The mannequin, known as a Tactical Combat Casualty Care Exportable, or TC3X, can scream, breathe, bleed and move, and it has arteries, has lungs and has a compartment for storing fake blood when the mannequin bleeds.
John Matthews, an assistant program manager for PEO STRI, specializes in training combat medics within the Army.
Matthews said the new mannequin can help recreate the stress combat medics may face in the field.
“The realism of it creates that white-knuckle sensation and adrenalin for the Soldier,” he said. “So when this actually happens in real life, [the Soldier] doesn’t pause or lock up.”
Realistic medical trauma training enables Soldiers to go through the motions in a combat situation and save wounded Soldiers’ lives and limbs, Matthews added.
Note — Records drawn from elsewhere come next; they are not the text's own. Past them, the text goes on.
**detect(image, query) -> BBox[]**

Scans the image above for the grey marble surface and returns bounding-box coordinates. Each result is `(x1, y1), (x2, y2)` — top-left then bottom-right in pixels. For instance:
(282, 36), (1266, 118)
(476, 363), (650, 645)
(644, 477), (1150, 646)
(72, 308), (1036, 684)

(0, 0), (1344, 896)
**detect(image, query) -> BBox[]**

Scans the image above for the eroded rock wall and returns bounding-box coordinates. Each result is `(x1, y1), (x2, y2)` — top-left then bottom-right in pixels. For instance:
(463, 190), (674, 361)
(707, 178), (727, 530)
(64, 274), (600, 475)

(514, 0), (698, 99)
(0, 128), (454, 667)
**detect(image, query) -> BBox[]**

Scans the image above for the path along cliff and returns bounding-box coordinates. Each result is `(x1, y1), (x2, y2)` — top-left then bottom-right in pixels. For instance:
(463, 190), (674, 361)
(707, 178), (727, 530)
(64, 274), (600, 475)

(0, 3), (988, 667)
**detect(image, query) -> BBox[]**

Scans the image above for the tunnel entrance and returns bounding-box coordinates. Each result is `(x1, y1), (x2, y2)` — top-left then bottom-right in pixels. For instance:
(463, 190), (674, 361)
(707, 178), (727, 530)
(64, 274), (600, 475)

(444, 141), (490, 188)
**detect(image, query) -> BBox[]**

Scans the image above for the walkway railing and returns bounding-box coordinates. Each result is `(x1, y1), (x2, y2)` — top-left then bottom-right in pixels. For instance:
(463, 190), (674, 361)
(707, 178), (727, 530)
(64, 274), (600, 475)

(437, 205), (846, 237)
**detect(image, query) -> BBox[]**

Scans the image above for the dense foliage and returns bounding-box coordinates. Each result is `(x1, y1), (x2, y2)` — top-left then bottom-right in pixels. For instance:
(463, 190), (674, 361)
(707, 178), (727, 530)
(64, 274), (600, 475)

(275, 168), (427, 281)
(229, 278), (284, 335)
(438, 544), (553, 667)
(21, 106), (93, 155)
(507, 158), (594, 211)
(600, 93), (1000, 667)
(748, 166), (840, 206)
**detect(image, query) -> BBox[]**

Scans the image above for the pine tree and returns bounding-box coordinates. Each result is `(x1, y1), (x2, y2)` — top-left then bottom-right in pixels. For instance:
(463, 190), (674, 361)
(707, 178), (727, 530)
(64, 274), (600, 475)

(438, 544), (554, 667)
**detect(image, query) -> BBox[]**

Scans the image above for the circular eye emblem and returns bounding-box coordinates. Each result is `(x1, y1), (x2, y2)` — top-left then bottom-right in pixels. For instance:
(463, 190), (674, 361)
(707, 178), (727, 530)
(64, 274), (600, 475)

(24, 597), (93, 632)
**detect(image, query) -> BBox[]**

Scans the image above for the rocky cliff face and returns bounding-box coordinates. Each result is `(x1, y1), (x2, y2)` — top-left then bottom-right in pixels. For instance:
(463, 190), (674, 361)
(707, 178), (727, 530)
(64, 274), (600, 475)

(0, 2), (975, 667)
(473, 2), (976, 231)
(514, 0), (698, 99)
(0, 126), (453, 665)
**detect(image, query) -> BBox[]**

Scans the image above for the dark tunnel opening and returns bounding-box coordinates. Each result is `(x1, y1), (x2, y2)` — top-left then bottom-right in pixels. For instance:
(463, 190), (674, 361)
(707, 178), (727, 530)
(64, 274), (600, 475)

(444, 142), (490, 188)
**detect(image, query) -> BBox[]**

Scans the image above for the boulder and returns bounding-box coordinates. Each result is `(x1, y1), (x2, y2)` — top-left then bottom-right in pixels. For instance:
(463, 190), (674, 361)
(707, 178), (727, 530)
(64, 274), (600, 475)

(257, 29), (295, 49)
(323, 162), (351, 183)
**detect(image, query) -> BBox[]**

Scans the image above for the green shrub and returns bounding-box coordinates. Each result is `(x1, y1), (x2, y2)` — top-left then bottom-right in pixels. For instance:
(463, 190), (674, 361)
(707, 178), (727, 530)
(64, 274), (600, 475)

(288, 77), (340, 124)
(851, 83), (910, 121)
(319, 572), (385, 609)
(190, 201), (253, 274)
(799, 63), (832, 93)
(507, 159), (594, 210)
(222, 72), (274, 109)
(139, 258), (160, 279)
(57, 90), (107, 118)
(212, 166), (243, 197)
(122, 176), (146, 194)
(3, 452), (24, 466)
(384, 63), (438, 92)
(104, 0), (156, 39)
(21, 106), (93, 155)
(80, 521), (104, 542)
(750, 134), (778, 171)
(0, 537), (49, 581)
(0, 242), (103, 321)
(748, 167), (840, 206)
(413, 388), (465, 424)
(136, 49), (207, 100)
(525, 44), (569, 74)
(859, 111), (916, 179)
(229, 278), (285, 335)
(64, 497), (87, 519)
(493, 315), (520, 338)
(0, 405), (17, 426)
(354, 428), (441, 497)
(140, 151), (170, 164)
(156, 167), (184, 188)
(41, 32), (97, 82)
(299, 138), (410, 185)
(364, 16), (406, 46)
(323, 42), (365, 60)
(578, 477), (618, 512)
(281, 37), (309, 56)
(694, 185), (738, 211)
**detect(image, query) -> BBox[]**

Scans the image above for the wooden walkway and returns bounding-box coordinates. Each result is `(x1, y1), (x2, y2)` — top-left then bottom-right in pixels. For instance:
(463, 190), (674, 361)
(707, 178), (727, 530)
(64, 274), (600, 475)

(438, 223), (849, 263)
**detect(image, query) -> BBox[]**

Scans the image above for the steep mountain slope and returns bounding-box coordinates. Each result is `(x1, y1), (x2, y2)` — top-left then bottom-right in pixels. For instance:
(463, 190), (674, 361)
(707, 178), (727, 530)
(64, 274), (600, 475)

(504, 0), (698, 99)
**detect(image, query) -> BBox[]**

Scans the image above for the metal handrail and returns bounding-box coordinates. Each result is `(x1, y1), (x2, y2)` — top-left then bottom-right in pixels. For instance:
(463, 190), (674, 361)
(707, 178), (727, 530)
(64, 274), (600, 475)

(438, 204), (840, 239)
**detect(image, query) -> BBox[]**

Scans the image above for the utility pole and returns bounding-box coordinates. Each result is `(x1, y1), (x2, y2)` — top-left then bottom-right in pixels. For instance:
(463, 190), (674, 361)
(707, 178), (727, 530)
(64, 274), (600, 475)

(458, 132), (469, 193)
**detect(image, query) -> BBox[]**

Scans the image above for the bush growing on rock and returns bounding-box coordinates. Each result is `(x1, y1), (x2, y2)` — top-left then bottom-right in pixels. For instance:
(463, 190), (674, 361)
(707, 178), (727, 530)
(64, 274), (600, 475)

Previous medical trauma training mannequins would have moulage – mock injuries – placed on it to show a bloody wound, a chemical burn, an infection or more. The Soldier would treat the mannequin, occasionally addressing the instructor, who watches the Soldier as they provide treatment, by narrating what they are accomplishing, what steps they are taking to treat the wounded.
“In the case of a real injury, they would be talking to the patient – to the Soldier,” Matthews said. “This system, this mannequin, actually has a two-way radio built into the head to where the instructor’s 50 yards away acting as the patient, saying ‘My chest hurts! My chest hurts!’ ‘What happened to my leg? Save me! Where’s my leg?’”
Not only does the TC3X simulate the pulmonary and respiratory systems of a human being, but sensors on the mannequin provide data to the instructor or observer. The instructor or observer can then use that data to provide thorough feedback to the Soldier on his or her performance.
“They can go back and do an after-action review with the Soldier, pointing out the idiosyncrasies, where [he or she] failed or where [he or she] did good,” said Matthews. “And then they can hit the reset button on the mannequin and go through it again.”
As part of placing the TC3X systems at a new location, contractors train the medical combat medics on how to use the system and how to train others on using the system. Then the medical combat medics train other Soldiers.
So far, PEO STRI has fielded the TC3X at five other locations. Their plan is to place 77 TC3X systems at 41 locations within the Army. Initially, Fort Benning is due to have three, but once they have TC3X systems at as many locations as possible, they will expand the number of systems at each location. Fort Benning is set to have 11 systems in total, according to Matthews.
“Fort Benning is particularly important to us because it’s a basic training site,” he said.
Matthews said that training the Soldiers initially will improve their lifesaving skills in the field.